PP - 25.9

PP - 55

NWAS

NWAS

(Spectrographic surface analysis of the slug near the cast surface)

The Brinell hardness values were identical for these 2 samples but the tensile values define the differences in the properties more clearly. The NWAS samples had higher strength and elongation. This was interesting to note even though the PP sample had significantly higher Si content. This higher Si content is also reflected in the lower conductivity in the PP sample.

Regarding the chemistry, we noted that the structure of the PP sample changed significantly from the surface to the center of the slug parallel to the casting direction. We analyzed the surface, center and a re-melt section to compare differences. Fe % varied significantly from the surface to the center in the PP slug. This type of variation in NWAS "Air Slip" cast ingot has no statistical differences in chemistry throughout the cross section (see chemistry above).

Looking at the structure even at low magnifications indicates a much coarser structure in the PP samples. This is primarily due to a slower solidification rate during casting with the largest inter-metallic particles in the center as it is the last area to freeze. Another reason why these particles (AlFeSi - inter-metallic phase) are so coarse is that the material appears to have never been homogenized. This is noted in the 400X micrograph of the PP sample showing a plate like structure (sometime referred to as "Chinese Script"), which is typical of an as-cast structure in aluminum containing Si and Fe. Homogenization rounds and coalesce these particles and can be seen with optical magnification. More importantly, homogenization redistributes the Si, Fe and Cu more uniformly throughout each grain so that optimum properties can be attained. This process occurs mostly on a submicroscopic scale and can only be seen with an electron microscope. We homogenized a section of the PP so show the differences in the structure after this heat treatment (compare the PP micrographs at 400X). It is generally accepted in the aluminum industry that all wrought products are homogenized prior to forming of the final product. Inter-metallic AlFeSi particles can act at stress concentration points and cause premature structural failure under certain load conditions.

Discussion - 6061

The Brinell hardness values indicate that all of the samples had been annealed but that the NWAS sample had the lowest hardness, which is preferable for cold impact extrusion.

With regard to conductivity and the variations to the microstructure seen in the PP samples, we measured the conductivity at the surface and at the center of the slugs. In both PP cases the conductivity was lower in the center because more of the alloy constituents had precipitated from solution primarily due to a slow solidification rate. This is also confirmed by the higher hardness in the center. NWAS slugs have uniform conductivity and hardness regardless of sampling location.

We then compared properties of the PP and NWAS material after they were heat treated to T6 using standard ASTM methods.
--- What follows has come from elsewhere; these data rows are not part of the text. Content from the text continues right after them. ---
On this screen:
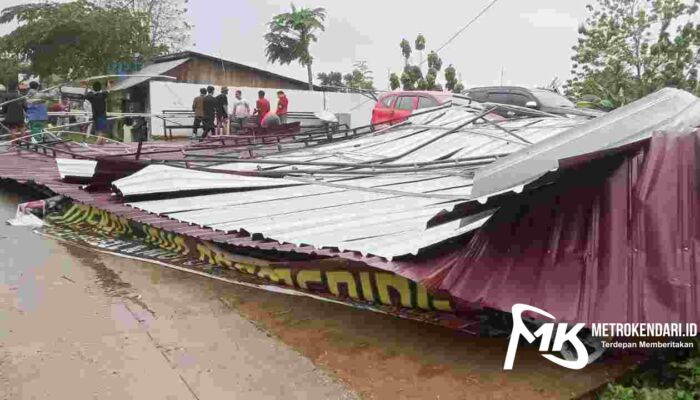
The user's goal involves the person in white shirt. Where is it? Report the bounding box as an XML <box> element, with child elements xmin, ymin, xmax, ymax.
<box><xmin>80</xmin><ymin>99</ymin><xmax>92</xmax><ymax>133</ymax></box>
<box><xmin>231</xmin><ymin>90</ymin><xmax>250</xmax><ymax>132</ymax></box>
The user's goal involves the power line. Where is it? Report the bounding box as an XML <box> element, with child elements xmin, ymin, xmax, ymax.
<box><xmin>421</xmin><ymin>0</ymin><xmax>498</xmax><ymax>65</ymax></box>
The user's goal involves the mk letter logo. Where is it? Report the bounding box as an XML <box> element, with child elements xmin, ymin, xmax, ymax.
<box><xmin>503</xmin><ymin>304</ymin><xmax>588</xmax><ymax>370</ymax></box>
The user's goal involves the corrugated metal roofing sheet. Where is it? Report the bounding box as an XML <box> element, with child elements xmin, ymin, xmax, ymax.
<box><xmin>120</xmin><ymin>106</ymin><xmax>586</xmax><ymax>259</ymax></box>
<box><xmin>56</xmin><ymin>158</ymin><xmax>97</xmax><ymax>179</ymax></box>
<box><xmin>110</xmin><ymin>58</ymin><xmax>189</xmax><ymax>91</ymax></box>
<box><xmin>474</xmin><ymin>88</ymin><xmax>700</xmax><ymax>197</ymax></box>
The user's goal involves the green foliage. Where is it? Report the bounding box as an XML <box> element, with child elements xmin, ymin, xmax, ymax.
<box><xmin>415</xmin><ymin>33</ymin><xmax>425</xmax><ymax>51</ymax></box>
<box><xmin>0</xmin><ymin>0</ymin><xmax>160</xmax><ymax>79</ymax></box>
<box><xmin>265</xmin><ymin>4</ymin><xmax>326</xmax><ymax>90</ymax></box>
<box><xmin>343</xmin><ymin>61</ymin><xmax>374</xmax><ymax>90</ymax></box>
<box><xmin>96</xmin><ymin>0</ymin><xmax>192</xmax><ymax>51</ymax></box>
<box><xmin>0</xmin><ymin>56</ymin><xmax>30</xmax><ymax>89</ymax></box>
<box><xmin>317</xmin><ymin>61</ymin><xmax>374</xmax><ymax>90</ymax></box>
<box><xmin>445</xmin><ymin>64</ymin><xmax>457</xmax><ymax>91</ymax></box>
<box><xmin>428</xmin><ymin>50</ymin><xmax>442</xmax><ymax>71</ymax></box>
<box><xmin>600</xmin><ymin>385</ymin><xmax>695</xmax><ymax>400</ymax></box>
<box><xmin>389</xmin><ymin>72</ymin><xmax>401</xmax><ymax>90</ymax></box>
<box><xmin>399</xmin><ymin>39</ymin><xmax>412</xmax><ymax>65</ymax></box>
<box><xmin>567</xmin><ymin>0</ymin><xmax>700</xmax><ymax>106</ymax></box>
<box><xmin>389</xmin><ymin>34</ymin><xmax>464</xmax><ymax>91</ymax></box>
<box><xmin>600</xmin><ymin>338</ymin><xmax>700</xmax><ymax>400</ymax></box>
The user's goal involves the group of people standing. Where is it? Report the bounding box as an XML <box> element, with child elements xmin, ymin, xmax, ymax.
<box><xmin>192</xmin><ymin>86</ymin><xmax>289</xmax><ymax>138</ymax></box>
<box><xmin>2</xmin><ymin>81</ymin><xmax>108</xmax><ymax>144</ymax></box>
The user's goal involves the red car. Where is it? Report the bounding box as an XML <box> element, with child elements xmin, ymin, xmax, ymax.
<box><xmin>372</xmin><ymin>91</ymin><xmax>452</xmax><ymax>125</ymax></box>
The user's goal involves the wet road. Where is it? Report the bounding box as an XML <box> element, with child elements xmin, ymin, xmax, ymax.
<box><xmin>0</xmin><ymin>188</ymin><xmax>354</xmax><ymax>400</ymax></box>
<box><xmin>0</xmin><ymin>186</ymin><xmax>631</xmax><ymax>400</ymax></box>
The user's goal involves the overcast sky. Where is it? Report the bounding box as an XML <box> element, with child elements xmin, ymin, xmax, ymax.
<box><xmin>0</xmin><ymin>0</ymin><xmax>587</xmax><ymax>89</ymax></box>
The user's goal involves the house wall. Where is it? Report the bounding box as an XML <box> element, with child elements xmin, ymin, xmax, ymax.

In all but 1 value, the NWAS material was superior in strength and the ductility was more than 50% better than either of the PP samples . Because PP sample #2 had considerable porosity in the center of the slug, tensile properties were tested at both the surface and the center. The properties in the center of this material were the lowest in strength with an elongation value that would not meet minimums in the finished product.

All of the samples were tested for chemical composition. Again, NWAS chemistry did not change significantly as determined by spectrographic analysis from the center to the outside of the slug while the 2 PP samples had significantly varying Si, Fe, Cu and Mg values when tested from the surface of the slug compared to the center. This is due mostly to the slow solidification rate but also due to homogenization, which does not appear to be complete. All of the samples were cut through the center, machined and etched to show the differences in macrostructure. Not only are these differences quite obvious but sample PP2 had porosity that could be seen without magnification. Clearly a defect that is unacceptable in a wrought aluminum product and cause for total rejection and scraping if it occurred in NWAS material. The changes that can occur in the microstructure (or lack thereof in the case of the PP samples) during homogenization are similar to those noted above in the 1100 discussion. Large coarse particles can be seen throughout both PP samples with the largest in PP2. These inferior structures can reduce strength levels as seen in the tensile values but are particularly detrimental to fatigue properties where large coarse precipitates can act as stress concentration points leading to premature failure.

Conclusion

In all areas of material quality and industry standards, it is obvious that NWAS material is superior to punched plate in this case. In fact, the quality of PP2 does not meet industry standards for wrought aluminum impact extrusion starting stock. While punched plate might be adequate for some applications where properties are not critical, this material should be thoroughly evaluated if used in a pressure container and avoided altogether if used in a low or high frequency fatigue application. NWAS is committed to a higher level of quality than the standard acceptable and sometime questionable quality standards for aluminum impact and hot forge material on the market today and will continue with this commitment in the future.